As integrated public safety develops in one sphere, integrated justice will also begin to emerge as a step toward an integrated public safety and criminal justice environment. Integrated statewide court systems usually begin at the state level, but must include the cooperation of all lower courts in order to be successful. Earlier this year, Missouri announced plans to implement a statewide automated court system. The project will allow the state's circuit courts, appellate courts, Supreme Court and clerks to share and easily access information. According to the National Center for State Courts, nearly 35 states maintain some degree of a unified court system.

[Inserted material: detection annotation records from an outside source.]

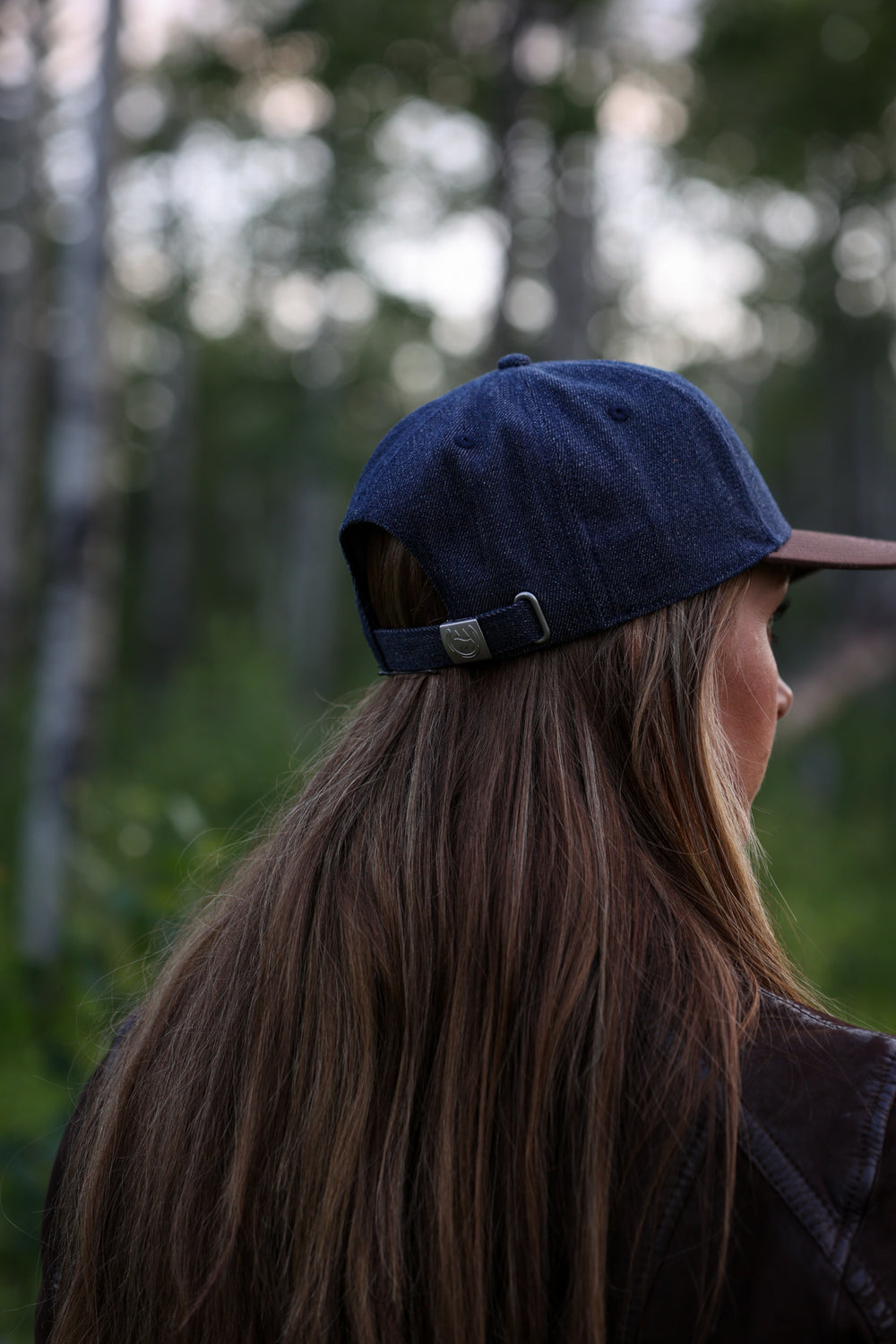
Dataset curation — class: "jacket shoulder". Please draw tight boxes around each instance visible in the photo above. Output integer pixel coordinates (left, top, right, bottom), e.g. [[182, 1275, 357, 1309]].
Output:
[[740, 995, 896, 1339], [633, 995, 896, 1344]]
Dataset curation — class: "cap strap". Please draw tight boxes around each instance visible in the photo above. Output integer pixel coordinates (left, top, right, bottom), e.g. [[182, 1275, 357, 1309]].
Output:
[[374, 593, 551, 672]]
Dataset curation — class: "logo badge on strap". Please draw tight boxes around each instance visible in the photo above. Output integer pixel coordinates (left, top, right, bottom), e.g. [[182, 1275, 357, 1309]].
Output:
[[439, 620, 492, 663]]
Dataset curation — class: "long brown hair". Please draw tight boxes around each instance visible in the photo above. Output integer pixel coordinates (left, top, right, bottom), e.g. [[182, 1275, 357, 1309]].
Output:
[[47, 534, 799, 1344]]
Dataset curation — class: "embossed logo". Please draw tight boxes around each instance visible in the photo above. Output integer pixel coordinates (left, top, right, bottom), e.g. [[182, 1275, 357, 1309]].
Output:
[[446, 621, 482, 659], [439, 620, 492, 663]]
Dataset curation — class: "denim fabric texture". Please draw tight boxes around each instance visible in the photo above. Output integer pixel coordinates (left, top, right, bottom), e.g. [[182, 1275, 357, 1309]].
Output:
[[340, 355, 790, 671]]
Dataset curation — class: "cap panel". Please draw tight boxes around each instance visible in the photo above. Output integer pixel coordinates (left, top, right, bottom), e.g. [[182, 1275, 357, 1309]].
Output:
[[536, 362, 790, 626], [341, 355, 896, 669], [342, 366, 601, 624]]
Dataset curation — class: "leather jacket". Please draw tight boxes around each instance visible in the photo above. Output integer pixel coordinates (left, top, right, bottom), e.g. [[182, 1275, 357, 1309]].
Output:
[[628, 995, 896, 1344], [35, 995, 896, 1344]]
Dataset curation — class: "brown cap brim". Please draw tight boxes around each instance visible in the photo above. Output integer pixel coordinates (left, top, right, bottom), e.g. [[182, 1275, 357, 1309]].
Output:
[[763, 529, 896, 570]]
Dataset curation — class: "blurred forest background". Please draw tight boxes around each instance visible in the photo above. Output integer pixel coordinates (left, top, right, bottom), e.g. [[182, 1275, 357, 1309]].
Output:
[[0, 0, 896, 1340]]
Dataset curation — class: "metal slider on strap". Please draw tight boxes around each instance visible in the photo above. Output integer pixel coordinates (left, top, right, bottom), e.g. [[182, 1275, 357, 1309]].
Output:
[[513, 593, 551, 644]]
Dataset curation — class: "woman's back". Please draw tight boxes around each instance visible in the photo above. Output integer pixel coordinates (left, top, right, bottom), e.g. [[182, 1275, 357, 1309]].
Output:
[[40, 359, 896, 1344]]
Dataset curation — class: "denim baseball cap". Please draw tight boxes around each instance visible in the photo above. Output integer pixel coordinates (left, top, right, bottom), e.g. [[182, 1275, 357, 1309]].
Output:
[[340, 355, 896, 672]]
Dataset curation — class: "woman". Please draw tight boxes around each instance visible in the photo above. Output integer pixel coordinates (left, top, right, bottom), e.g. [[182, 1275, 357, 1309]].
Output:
[[38, 355, 896, 1344]]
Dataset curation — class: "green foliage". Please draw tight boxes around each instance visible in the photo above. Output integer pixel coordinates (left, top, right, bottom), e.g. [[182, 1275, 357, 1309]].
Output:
[[0, 617, 369, 1344], [755, 690, 896, 1032]]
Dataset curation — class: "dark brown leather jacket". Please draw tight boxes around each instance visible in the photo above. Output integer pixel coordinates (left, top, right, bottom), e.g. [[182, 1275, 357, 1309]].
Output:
[[35, 996, 896, 1344]]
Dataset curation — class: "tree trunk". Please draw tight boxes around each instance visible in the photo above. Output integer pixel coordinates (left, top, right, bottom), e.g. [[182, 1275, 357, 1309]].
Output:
[[0, 0, 40, 693], [20, 0, 119, 964], [142, 332, 194, 679], [285, 481, 339, 696]]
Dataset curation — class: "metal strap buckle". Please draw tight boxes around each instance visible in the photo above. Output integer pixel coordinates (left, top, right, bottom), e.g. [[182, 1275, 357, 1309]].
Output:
[[513, 593, 551, 644]]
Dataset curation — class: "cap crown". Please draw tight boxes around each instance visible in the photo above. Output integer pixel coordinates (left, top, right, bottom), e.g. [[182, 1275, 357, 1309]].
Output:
[[341, 357, 790, 669]]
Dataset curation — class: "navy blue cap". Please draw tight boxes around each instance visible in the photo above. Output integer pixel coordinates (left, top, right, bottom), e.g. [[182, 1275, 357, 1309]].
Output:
[[340, 355, 896, 672]]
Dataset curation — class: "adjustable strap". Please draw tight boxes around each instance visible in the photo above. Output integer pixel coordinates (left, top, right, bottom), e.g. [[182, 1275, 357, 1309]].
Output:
[[374, 593, 551, 672]]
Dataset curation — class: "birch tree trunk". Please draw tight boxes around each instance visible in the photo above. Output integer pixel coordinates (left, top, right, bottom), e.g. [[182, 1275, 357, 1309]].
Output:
[[0, 0, 40, 693], [142, 335, 196, 679], [20, 0, 121, 964]]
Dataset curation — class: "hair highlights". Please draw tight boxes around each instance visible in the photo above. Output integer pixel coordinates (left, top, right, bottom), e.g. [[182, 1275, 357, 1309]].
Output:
[[45, 543, 799, 1344]]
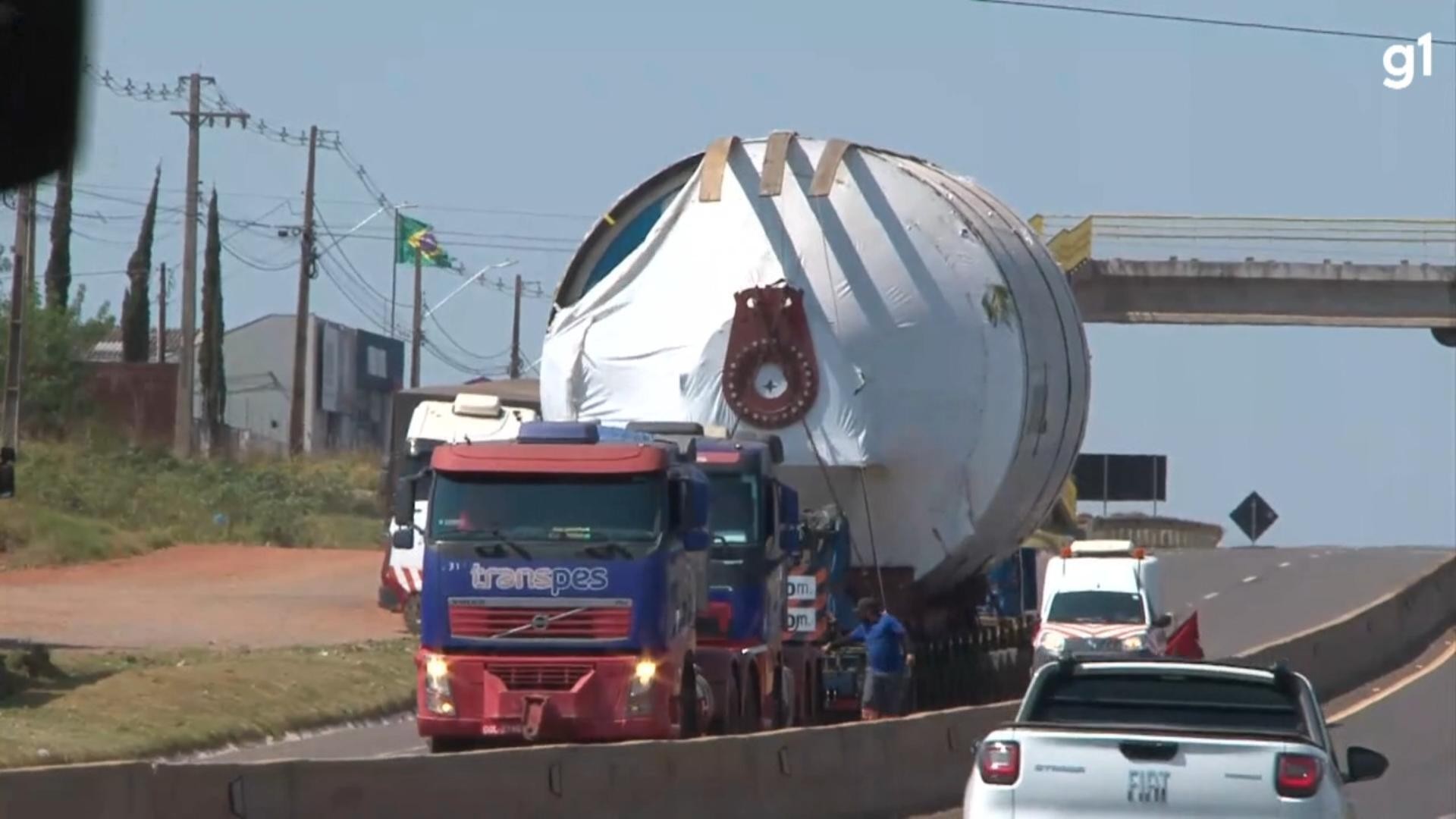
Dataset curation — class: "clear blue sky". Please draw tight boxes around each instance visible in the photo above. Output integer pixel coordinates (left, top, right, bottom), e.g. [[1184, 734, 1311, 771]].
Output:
[[0, 0, 1456, 545]]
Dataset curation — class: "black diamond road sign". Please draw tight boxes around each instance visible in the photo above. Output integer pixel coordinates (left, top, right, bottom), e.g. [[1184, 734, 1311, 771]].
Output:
[[1228, 493, 1279, 544]]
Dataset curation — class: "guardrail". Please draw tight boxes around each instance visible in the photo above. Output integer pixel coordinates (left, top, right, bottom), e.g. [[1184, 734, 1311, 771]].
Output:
[[1027, 213, 1456, 274], [0, 557, 1456, 819]]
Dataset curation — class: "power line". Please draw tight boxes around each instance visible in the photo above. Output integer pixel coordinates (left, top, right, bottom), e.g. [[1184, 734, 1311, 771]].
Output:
[[42, 180, 598, 221], [971, 0, 1456, 46]]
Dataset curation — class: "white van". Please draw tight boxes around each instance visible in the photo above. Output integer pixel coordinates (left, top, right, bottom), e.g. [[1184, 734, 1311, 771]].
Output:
[[378, 394, 537, 634], [1032, 541, 1174, 673]]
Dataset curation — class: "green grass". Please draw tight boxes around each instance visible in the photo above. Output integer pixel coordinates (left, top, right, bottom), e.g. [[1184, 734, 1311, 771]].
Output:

Integrated justice will also include heightened communication between justice agencies and the private/public legal community. Prince George's County, Md., is leading the way with its JusticeLINK solution, which enables electronic filing and public access to schedules and court decisions (Government Technology, July 1995). Among other capabilities, JusticeLINK permits attorneys to electronically file motions, access court dockets and opinions, and communicate with court clerks and opposing counsel.

Once integrated public safety and integrated justice environments are in place, the final progression will be a link between these two systems. This step will no doubt be the most difficult because it will be the phase which integrates different types of agencies within the public safety and criminal justice environments.

Some state and local governments already beginning to move in this direction include the following:

Connecticut is developing a statewide strategy for a Criminal Justice Information System which will integrate all members of the public safety and criminal justice community, from law enforcement to courts. Recognizing the broad scope of this project and business process ramifications, the state is launching the program with careful analysis and a detailed plan.
North Carolina evaluated how the state's public safety and criminal justice agencies could work more efficiently, and is now considering the prospect of (re)centralizing all related agencies under a comprehensive umbrella agency. While centralizing should not necessarily be equated with integration, the move is indicative of the fact that the different but related agencies need to work in concert -- not competition -- with one another.
The barriers surrounding an integrated public safety and criminal justice environment may seem insurmountable, but there are steps that can be taken today which will help make this environment possible in the future. However, there are no simple answers, and no singular "correct" path to follow. Learning from the early adopters will hopefully lessen the learning curve for others, and the following are at least some initial, if fundamental aspects to consider.

Secure the buy-in of all involved parties, and then some. Recruit the governor's (and/or mayor's and county commissioner's) support. The integrated public safety and criminal justice environment is an enterprisewide endeavor, and a broad base of support is critical to its success.
Design facilities from a functional standpoint, considering the steps a prisoner must follow (as with the project recently completed by Maryland's Correctional Services Department). This almost seems rudimentary, yet it is far easier said than done.
Consider the diverse information needs of all involved agencies when designing both the business processes and information systems which will support this new paradigm. Seeking the input of others will also help enlist their support.
From a technical standpoint, track individuals on a case management system, a type of "living file." A single identification code can be used throughout the public safety and criminal justice process, with each agency adding vital data at respective points.